Circulating cell-free miR-375 as surrogate marker of tumor burden in Merkel cell carcinoma
July 30, 2018
Journal
Clinical Cancer Research
Publication Date
July 30, 2018
Authors
Abstract
PURPOSE:
Merkel cell carcinoma (MCC) is an aggressive skin cancer with neuroendocrine differentiation. There is an unmet need for MCC-specific blood-based surrogate biomarkers of tumor burden; circulating cell-free micro(mi)RNA may serve this purpose.
EXPERIMENTAL DESIGN:
Expression of miR-375 was quantified in 24 MCC and 23 non-MCC cell lines, 67 MCC and 58 non-MCC tumor tissues, sera of two preclinical MCC models, sera of 109 MCC patients and 30 healthy controls by nCounter®human-v2-miRNA expression or miR-375 specific real-time PCR assays.

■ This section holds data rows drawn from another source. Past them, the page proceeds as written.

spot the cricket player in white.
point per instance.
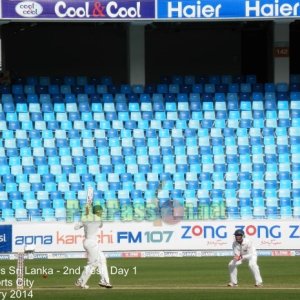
(95, 257)
(243, 249)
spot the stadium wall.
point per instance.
(272, 235)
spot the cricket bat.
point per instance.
(89, 200)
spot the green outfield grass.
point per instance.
(157, 278)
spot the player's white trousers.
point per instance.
(233, 272)
(95, 260)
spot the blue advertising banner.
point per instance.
(227, 9)
(78, 9)
(5, 238)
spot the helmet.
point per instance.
(239, 232)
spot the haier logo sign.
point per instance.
(271, 8)
(99, 9)
(193, 9)
(227, 9)
(5, 238)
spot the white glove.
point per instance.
(78, 226)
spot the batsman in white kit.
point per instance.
(243, 249)
(95, 257)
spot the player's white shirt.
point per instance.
(245, 249)
(90, 228)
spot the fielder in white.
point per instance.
(243, 249)
(95, 257)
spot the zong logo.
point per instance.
(29, 9)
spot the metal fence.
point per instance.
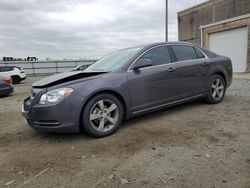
(46, 67)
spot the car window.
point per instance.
(199, 53)
(158, 56)
(184, 52)
(6, 69)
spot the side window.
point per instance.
(6, 69)
(158, 55)
(199, 53)
(184, 53)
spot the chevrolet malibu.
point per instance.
(124, 84)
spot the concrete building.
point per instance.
(222, 26)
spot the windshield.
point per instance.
(113, 60)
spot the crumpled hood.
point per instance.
(63, 77)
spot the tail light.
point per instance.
(7, 80)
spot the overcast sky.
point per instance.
(83, 28)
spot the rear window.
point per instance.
(6, 69)
(183, 53)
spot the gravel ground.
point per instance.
(191, 145)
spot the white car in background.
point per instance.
(16, 73)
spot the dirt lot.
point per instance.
(192, 145)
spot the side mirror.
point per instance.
(142, 63)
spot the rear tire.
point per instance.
(102, 115)
(217, 89)
(16, 79)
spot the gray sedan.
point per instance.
(124, 84)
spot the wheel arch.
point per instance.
(222, 74)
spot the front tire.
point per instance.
(217, 89)
(102, 115)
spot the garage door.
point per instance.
(231, 43)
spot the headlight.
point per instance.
(55, 96)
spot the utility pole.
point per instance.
(166, 19)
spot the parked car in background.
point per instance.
(81, 67)
(16, 73)
(5, 86)
(124, 84)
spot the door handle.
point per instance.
(171, 69)
(205, 63)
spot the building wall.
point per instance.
(212, 11)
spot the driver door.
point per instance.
(154, 85)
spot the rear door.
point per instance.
(192, 70)
(154, 85)
(5, 71)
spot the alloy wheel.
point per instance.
(104, 115)
(218, 89)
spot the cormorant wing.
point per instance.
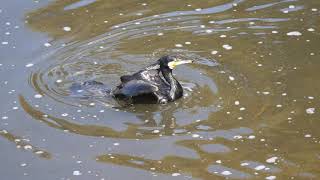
(137, 87)
(125, 78)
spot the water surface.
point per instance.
(251, 99)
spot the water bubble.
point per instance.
(29, 65)
(244, 164)
(227, 46)
(271, 177)
(260, 167)
(176, 174)
(38, 96)
(310, 110)
(226, 173)
(214, 52)
(47, 44)
(195, 135)
(231, 78)
(272, 160)
(67, 28)
(77, 173)
(294, 33)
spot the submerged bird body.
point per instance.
(153, 84)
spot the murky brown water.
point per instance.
(251, 104)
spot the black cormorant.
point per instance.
(153, 84)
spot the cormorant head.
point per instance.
(171, 61)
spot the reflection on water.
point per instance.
(250, 105)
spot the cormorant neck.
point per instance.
(175, 87)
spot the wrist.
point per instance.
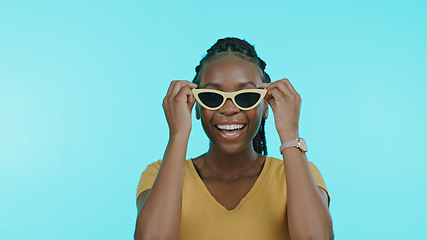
(288, 135)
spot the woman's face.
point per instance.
(229, 74)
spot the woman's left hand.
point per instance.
(286, 105)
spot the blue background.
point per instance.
(81, 87)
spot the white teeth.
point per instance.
(230, 127)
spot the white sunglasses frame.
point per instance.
(229, 95)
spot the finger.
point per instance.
(288, 83)
(276, 92)
(170, 88)
(184, 93)
(271, 100)
(189, 84)
(177, 88)
(190, 100)
(265, 85)
(284, 88)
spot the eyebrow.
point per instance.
(243, 84)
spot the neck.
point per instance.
(231, 163)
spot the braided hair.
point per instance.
(240, 48)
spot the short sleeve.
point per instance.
(319, 179)
(148, 177)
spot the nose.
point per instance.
(229, 108)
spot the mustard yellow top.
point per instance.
(261, 214)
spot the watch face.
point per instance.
(303, 144)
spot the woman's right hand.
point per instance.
(177, 105)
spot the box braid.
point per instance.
(243, 49)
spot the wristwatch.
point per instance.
(298, 143)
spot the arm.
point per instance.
(160, 214)
(307, 208)
(159, 208)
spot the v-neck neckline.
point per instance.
(253, 189)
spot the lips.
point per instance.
(230, 131)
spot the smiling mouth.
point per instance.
(230, 130)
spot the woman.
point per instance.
(233, 191)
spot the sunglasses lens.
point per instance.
(246, 100)
(212, 100)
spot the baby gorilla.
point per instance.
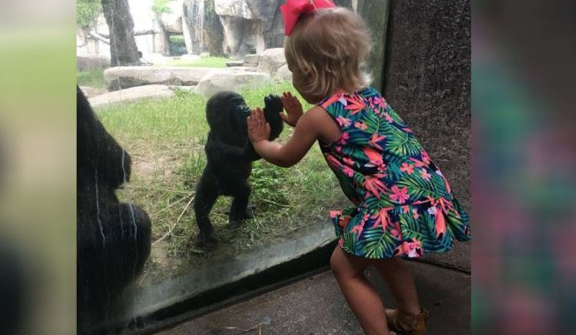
(230, 155)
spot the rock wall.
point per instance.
(428, 80)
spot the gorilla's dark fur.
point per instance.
(230, 155)
(114, 239)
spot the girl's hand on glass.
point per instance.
(258, 128)
(293, 109)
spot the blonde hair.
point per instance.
(330, 48)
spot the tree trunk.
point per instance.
(123, 50)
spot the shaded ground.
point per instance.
(315, 306)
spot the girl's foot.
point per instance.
(407, 323)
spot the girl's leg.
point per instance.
(397, 276)
(359, 293)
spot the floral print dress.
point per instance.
(403, 204)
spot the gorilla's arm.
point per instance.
(272, 109)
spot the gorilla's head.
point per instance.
(226, 113)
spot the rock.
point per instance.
(271, 60)
(251, 60)
(283, 74)
(123, 77)
(235, 8)
(90, 92)
(92, 62)
(271, 22)
(133, 94)
(231, 80)
(202, 29)
(240, 35)
(172, 21)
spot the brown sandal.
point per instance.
(407, 323)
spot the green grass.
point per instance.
(166, 141)
(94, 78)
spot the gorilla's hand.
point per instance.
(272, 109)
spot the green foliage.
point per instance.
(267, 184)
(161, 6)
(87, 11)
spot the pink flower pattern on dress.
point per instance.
(403, 204)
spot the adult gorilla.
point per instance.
(114, 239)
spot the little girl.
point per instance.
(403, 205)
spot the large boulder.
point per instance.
(123, 77)
(271, 60)
(92, 62)
(135, 94)
(236, 8)
(231, 81)
(202, 29)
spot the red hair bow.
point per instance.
(292, 10)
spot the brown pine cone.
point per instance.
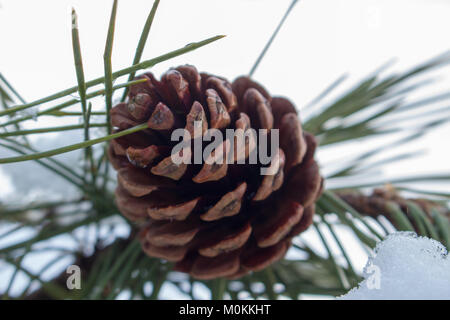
(213, 220)
(376, 204)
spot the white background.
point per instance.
(321, 40)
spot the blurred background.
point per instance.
(319, 42)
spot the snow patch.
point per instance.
(405, 266)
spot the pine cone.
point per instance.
(213, 220)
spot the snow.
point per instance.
(405, 266)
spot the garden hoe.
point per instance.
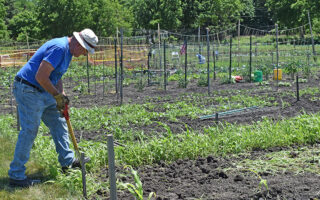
(73, 138)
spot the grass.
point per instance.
(222, 140)
(295, 160)
(8, 137)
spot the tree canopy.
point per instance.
(54, 18)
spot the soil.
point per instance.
(209, 177)
(215, 178)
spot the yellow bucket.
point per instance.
(275, 74)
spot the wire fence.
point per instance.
(159, 57)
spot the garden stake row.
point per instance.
(75, 145)
(216, 115)
(298, 88)
(73, 138)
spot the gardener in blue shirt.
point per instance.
(39, 94)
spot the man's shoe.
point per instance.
(23, 183)
(75, 164)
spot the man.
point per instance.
(39, 94)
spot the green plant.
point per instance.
(141, 84)
(225, 79)
(266, 70)
(284, 84)
(135, 189)
(203, 81)
(182, 83)
(263, 182)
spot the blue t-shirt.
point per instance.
(56, 52)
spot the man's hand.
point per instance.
(61, 100)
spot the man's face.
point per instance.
(79, 50)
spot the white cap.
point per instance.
(87, 38)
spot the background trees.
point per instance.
(41, 19)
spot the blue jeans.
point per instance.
(34, 106)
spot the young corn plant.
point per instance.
(136, 189)
(263, 182)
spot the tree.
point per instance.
(3, 28)
(293, 13)
(221, 14)
(62, 17)
(148, 14)
(108, 15)
(23, 23)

The patients’ sera consisted of two retrospective (discovery and training) and two prospective (validation) cohorts.
RESULTS:
miR-375 expression was high in MCC cell lines and tissues compared to non-MCCs. It was readily detected in MCC conditioned medium and sera of preclinical models bearing MCC xenografts. miR-375 levels were higher in sera from tumor-bearing MCC patients than in tumor-free patients or healthy controls (p<0.0005). Moreover, miR-375 serum levels correlated with tumor stage in tumor-bearing (p=0.037) but not in tumor-free (p=0.372) MCC patients. miR-375 serum level showed high diagnostic accuracy to discriminate tumor-bearing and tumor-free MCC patients as demonstrated by receiver operating characteristic curve analysis in the retrospective cohorts (AUC=0.954 and 0.800) as well as in the prospective cohorts (AUC=0.929 and 0.959). miR-375 serum level reflected dynamic changes in tumor burden of MCC patients during therapeutic interventions.
CONCLUSIONS:
Circulating cell-free miR-375 proved as a surrogate marker for tumor burden in MCC without restriction to polyomavirus positivity, it thus appears to be useful for therapy monitoring and the follow-up of MCC patients.